Southeastern Grocers has launched a range of cannabidiol (CBD) products at 152 Winn-Dixie and Bi-Lo supermarkets in Florida and South Carolina.
The Jacksonville, Fla.-based grocer said Monday that the stores now offer 65 CBD items, including topicals such as oils and ointments, supplement pills and pet products. Brands include Charlotte’s Web, Plus CBD Oil, MedTerra, Veritas Farms, Sunsoil, Irwin Naturals and Harmony Hemp.
Southeastern Grocers said the rollout marks the debut of CBD products at its stores and makes the company the first conventional retailer in the Southeast to sell all three varieties — topical, supplement and pet CBD items.
The CBD suppliers underwent a rigorous, nearly yearlong evaluation, and Southeastern Grocers is “very confident in their quality and reliability,” a spokeswoman for the retailer said. The products are being positioned as alternative remedies, as the category is seeing increased consumer demand. One in seven U.S. adults now use CBD products, according to a Gallup poll cited by Southeastern Grocers.
“We are constantly evaluating potential new products that will provide our customers with the most relevant and up-to-date alternative treatment methods,” Andrew Nadin, executive vice president and chief customer officer at Southeastern Grocers, said in a statement. “With the growing mainstream acceptance of CBD-infused items across the United States, we will continue to diligently research additional ways to bring safe, high-quality products that can positively impact our customers’ lives.”
Southeastern Grocers noted that CBD is used as a treatment for a variety of illnesses and ailments, such as anxiety, insomnia and epilepsy.
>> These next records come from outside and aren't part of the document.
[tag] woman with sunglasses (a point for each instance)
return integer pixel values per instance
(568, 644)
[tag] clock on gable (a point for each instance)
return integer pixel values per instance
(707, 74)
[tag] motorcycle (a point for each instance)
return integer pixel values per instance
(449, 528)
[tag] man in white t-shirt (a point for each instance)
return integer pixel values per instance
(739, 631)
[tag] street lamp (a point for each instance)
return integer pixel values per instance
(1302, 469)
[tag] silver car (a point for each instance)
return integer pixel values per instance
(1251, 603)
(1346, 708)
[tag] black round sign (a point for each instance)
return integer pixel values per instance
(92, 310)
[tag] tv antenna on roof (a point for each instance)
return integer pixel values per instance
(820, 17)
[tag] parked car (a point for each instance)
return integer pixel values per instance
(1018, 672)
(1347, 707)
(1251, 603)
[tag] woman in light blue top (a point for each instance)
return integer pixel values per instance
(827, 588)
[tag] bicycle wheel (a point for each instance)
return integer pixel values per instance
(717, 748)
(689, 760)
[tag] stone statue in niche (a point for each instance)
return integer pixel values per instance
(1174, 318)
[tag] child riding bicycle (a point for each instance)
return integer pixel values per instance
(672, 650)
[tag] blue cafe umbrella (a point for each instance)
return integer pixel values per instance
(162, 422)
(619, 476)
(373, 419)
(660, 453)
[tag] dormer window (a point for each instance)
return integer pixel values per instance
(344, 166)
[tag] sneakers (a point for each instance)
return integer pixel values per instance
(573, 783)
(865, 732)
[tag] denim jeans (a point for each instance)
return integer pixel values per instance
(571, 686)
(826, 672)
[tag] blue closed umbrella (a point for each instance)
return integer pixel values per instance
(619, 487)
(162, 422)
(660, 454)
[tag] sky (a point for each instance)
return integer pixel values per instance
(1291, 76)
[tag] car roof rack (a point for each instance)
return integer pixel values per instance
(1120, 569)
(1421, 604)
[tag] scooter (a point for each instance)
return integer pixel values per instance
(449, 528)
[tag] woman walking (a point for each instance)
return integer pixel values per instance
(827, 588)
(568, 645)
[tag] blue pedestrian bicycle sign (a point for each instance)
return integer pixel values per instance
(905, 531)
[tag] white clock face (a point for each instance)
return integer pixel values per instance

One of the many cannabinoids found in marijuana and hemp, CBD has an extremely low content of psychoactive ingredient THC and doesn’t cause a “high.” The retailer added that it’s a member of the Florida Hemp Council and working with the state to help grow the market for CBD products.
Additional stores will be considered for CBD products as Southeastern Grocers expands its offerings and footprint in 2020, the spokeswoman said. Overall, the retailer operates about 570 stores in Alabama, Florida, Georgia, Louisiana, Mississippi, North Carolina and South Carolina under the Winn-Dixie, Bi-Lo, Harveys Supermarket and Fresco y Más banners.
The CBD category’s market potential has drawn the interest of retailers large and small, yet many remain uncertain about the regulatory framework regarding the sale and labeling of hemp-containing products, even as various CBD offerings make their way into stores.
Late last year, the federal government changed its classification of cannabis with the enactment of the Farm Bill. The legislation removed hemp from the Federal Controlled Substances Act’s definition of marijuana. That meant hemp was no longer a controlled substance under federal law, even though marijuana remains a Schedule I drug.
Under current federal law, CBD and THC can’t be added to a food or marketed as a dietary supplement. The Food and Drug Administration maintains regulatory oversight of food, cosmetics, drugs and other products within its jurisdiction that have CBD, THC or the cannabis plant as an additive.